2013-07-30
Dynamic Program Analysis

In this post, I’ll go through dynamic program analysis. It complements static code analysis, which was covered in the previous post. If you develop software for a living, this is an area you must know!

What is it?

When a software program is analyzed during execution, it’s called dynamic program analysis. The program is fed with suitable inputs (like test data, sequence of API calls or user interaction), while its execution is monitored from several viewpoints. Interactive debugging and testing belong to this same area, but today I’ll only go through the automated means of analysis.

Inspecting bug

The following lists different analysis categories based on a brief market research:

  1. Tracing: When you monitor your program’s execution flow, you are tracing. Typically you do this by adding log statements into the right places of your program. This process is called instrumentation, and it can be done in various ways: A) by writing additional code into the source files by hand, B) by using a separate tool to do that for you, C) by letting a compiler add the statements during the compilation, D) by using a separate tool that transforms the original executable into instrumented one, or E) by letting a virtual machine modify the executable just before the execution.

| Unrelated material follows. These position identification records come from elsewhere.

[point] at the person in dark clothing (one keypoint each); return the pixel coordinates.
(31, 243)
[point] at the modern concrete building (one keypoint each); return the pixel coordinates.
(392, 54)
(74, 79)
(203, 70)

  2. Latencies: When a user searches something in your application, are the results shown within acceptable time? Augment the trace output with timing information, and you can find this out. The most common latency measurement targets are UI and database operations, API calls and isolated algorithms.

  3. Code Coverage: If you want to know how well your program is tested, you want to know your code’s coverage. Coverage may be inspected from various viewpoints, like how many of the program’s functions have been called, have those functions been called using a fair set of values, and have all the execution paths been taken?

  4. Errors: Analysis falls into this category when it’s set to detect possible exceptions, crashes and memory corruptions. I bet you want to catch that segfault in your tests, rather than getting angry email from your customers?

  5. Security Flaws: How secure your program really is? Feed attack input into it, and see how it behaves! This is what various security analysis tools do when they hammer your application with things like SQL injection strings.

  6. Memory: Memory requirements may sneak up on you if you don’t monitor your memory consumption. When using languages that don’t manage memory on your behalf, memory leaks are especially nasty to deal with. In the optimal case, you take memory monitoring as part of your test suite, and get warnings when you exceed your predefined thresholds.

  7. CPU: You typically want to measure CPU consumption in devices that have limited battery power, or at least when the whole system starts to choke when running your application. Also if your non-optimized code is running in the core of a vast data center, you are not doing any favors to our environment. CPU consumption is typically measured either by sampling the execution, or listening to certain runtime events. After this, timing is calculated for various parts of your code based on gathered samples. Tracing may also be utilized for the same purpose, though the program execution might get much slower and distort the results.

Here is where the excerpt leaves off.